2018年5月25日 星期五

[ FP In Python ] Ch2. Callables

Preface 
The emphasis in functional programming is, somewhat tautologously, on calling functions. Python actually gives us several different ways to create functions, or at least something very function-like (i.e., that can be called). They are: 
• Regular functions created with def and given a name at definition time
• Anonymous functions created with lambda
• Instances of classes that define a __call__ method
• Closures returned by function factories
• Static methods of instances, either via the @staticmethod decorator or via the class __dict__
• Generator functions

This list is probably not exhaustive, but it gives a sense of the numerous slightly different ways one can create something callable.
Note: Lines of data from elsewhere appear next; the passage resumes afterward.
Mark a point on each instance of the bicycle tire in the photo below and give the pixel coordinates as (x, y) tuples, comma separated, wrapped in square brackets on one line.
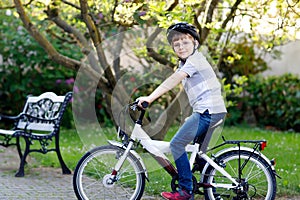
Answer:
[(257, 177), (97, 164)]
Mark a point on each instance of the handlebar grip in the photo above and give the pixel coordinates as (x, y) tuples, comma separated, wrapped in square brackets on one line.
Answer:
[(145, 104)]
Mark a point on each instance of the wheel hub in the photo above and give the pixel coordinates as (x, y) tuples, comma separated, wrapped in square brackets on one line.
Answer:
[(107, 181)]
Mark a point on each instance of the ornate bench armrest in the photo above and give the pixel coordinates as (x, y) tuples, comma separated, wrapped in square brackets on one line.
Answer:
[(7, 118)]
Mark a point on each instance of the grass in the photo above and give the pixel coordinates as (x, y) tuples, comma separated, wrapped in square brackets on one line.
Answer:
[(284, 146)]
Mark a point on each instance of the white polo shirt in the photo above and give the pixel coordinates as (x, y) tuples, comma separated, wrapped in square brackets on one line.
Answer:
[(202, 86)]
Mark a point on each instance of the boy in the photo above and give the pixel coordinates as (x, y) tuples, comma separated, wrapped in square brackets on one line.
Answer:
[(204, 93)]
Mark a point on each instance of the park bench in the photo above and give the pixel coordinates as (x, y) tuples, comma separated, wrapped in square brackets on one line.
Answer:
[(39, 121)]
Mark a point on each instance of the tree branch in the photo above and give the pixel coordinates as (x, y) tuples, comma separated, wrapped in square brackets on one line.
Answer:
[(96, 38)]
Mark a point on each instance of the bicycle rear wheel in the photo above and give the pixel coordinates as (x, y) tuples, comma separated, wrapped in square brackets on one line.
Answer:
[(92, 173), (257, 178)]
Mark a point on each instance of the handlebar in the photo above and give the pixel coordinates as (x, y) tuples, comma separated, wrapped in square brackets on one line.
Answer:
[(134, 106)]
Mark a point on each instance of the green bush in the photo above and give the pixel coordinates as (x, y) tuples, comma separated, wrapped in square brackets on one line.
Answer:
[(274, 100)]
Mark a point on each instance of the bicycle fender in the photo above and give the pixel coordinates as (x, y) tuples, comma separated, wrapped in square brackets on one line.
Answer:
[(134, 153), (223, 151)]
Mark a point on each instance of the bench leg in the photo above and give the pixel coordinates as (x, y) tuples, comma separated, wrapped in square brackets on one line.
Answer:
[(20, 172), (65, 169), (19, 147)]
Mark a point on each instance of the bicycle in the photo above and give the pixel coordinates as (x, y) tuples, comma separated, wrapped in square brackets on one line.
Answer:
[(117, 171)]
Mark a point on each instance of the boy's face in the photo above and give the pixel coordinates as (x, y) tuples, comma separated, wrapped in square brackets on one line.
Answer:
[(183, 45)]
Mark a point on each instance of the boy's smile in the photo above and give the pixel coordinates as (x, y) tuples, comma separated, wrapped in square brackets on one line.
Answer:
[(183, 47)]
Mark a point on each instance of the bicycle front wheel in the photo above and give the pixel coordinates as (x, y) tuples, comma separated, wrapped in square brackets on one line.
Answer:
[(256, 178), (92, 173)]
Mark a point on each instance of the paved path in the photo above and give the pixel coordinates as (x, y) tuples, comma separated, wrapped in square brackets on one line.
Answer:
[(38, 184)]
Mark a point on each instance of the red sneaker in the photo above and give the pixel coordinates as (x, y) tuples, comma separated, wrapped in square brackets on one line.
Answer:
[(177, 195)]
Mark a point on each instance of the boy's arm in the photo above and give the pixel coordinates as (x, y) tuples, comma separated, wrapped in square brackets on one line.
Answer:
[(164, 87)]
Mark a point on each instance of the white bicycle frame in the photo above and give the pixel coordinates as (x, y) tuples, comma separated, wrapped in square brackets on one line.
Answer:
[(159, 148)]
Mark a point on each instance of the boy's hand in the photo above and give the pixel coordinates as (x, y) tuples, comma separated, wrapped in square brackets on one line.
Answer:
[(143, 99)]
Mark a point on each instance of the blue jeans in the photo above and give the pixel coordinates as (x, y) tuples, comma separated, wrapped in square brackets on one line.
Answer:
[(195, 126)]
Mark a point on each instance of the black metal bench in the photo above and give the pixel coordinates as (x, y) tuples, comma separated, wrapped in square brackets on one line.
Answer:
[(40, 121)]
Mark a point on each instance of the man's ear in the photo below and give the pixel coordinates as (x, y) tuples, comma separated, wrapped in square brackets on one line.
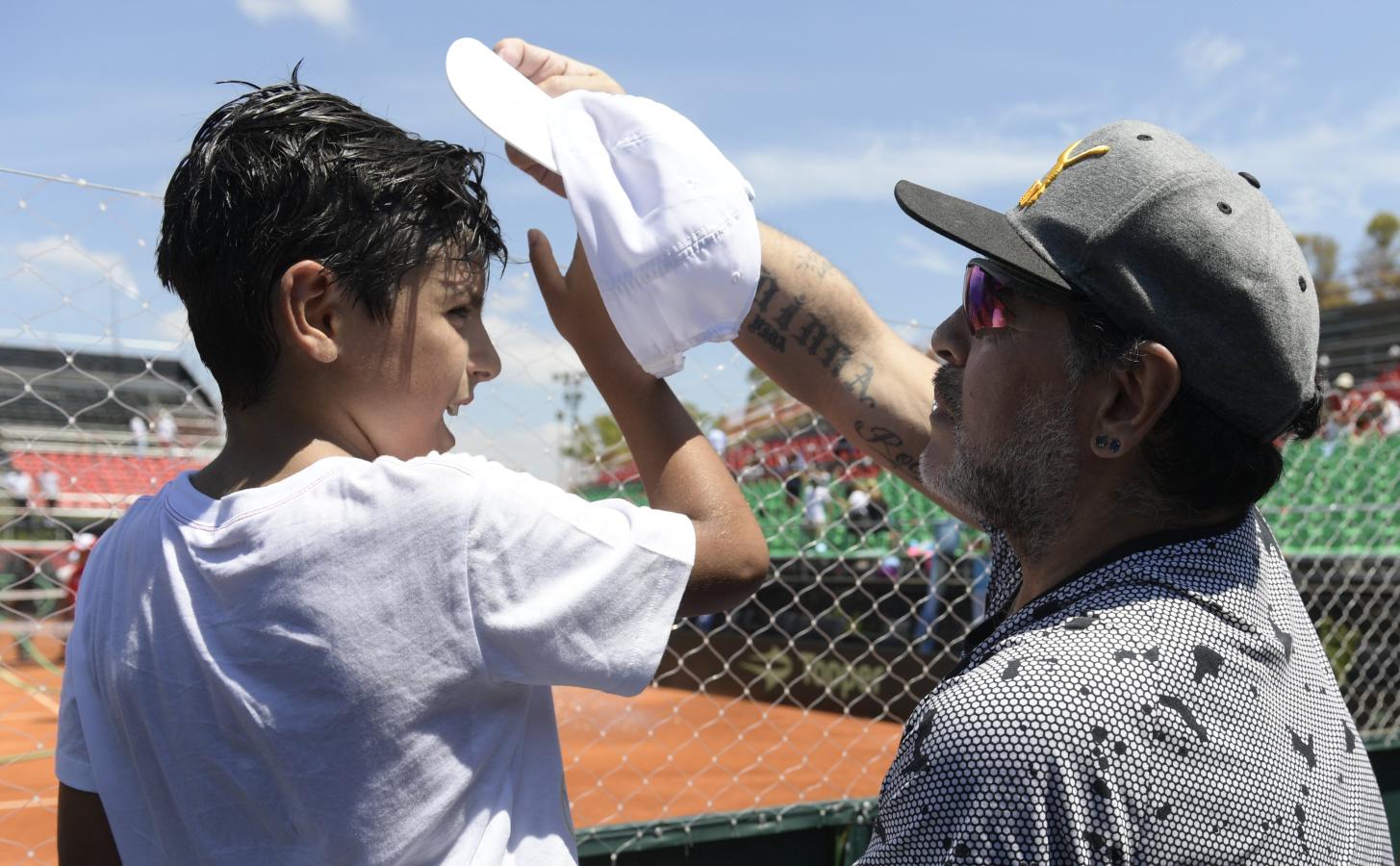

Of course, a plain method of a class instance is also a callable, but one generally uses those where the emphasis is on accessing and modifying mutable state. Python is a multiple paradigm language, but it has an emphasis on object-oriented styles. When one defines a class, it is generally to generate instances meant as containers for data that change as one calls methods of the class. This style is in some ways opposite to a functional programming approach, which emphasizes immutability and pure functions

Any method that accesses the state of an instance (in any degreeto determine what result to return is not a pure function. Of course, all the other types of callables we discuss also allow reliance on state in various ways. The author of this report has long pondered whether he could use some dark magic within Python explicitly to declare a function as pure—say by decorating it with a hypothetical @purefunction decorator that would raise an exception if the function can have side effects—but consensus seems to be that it would be impossible to guard against every edge case in Python’s internal machinery. 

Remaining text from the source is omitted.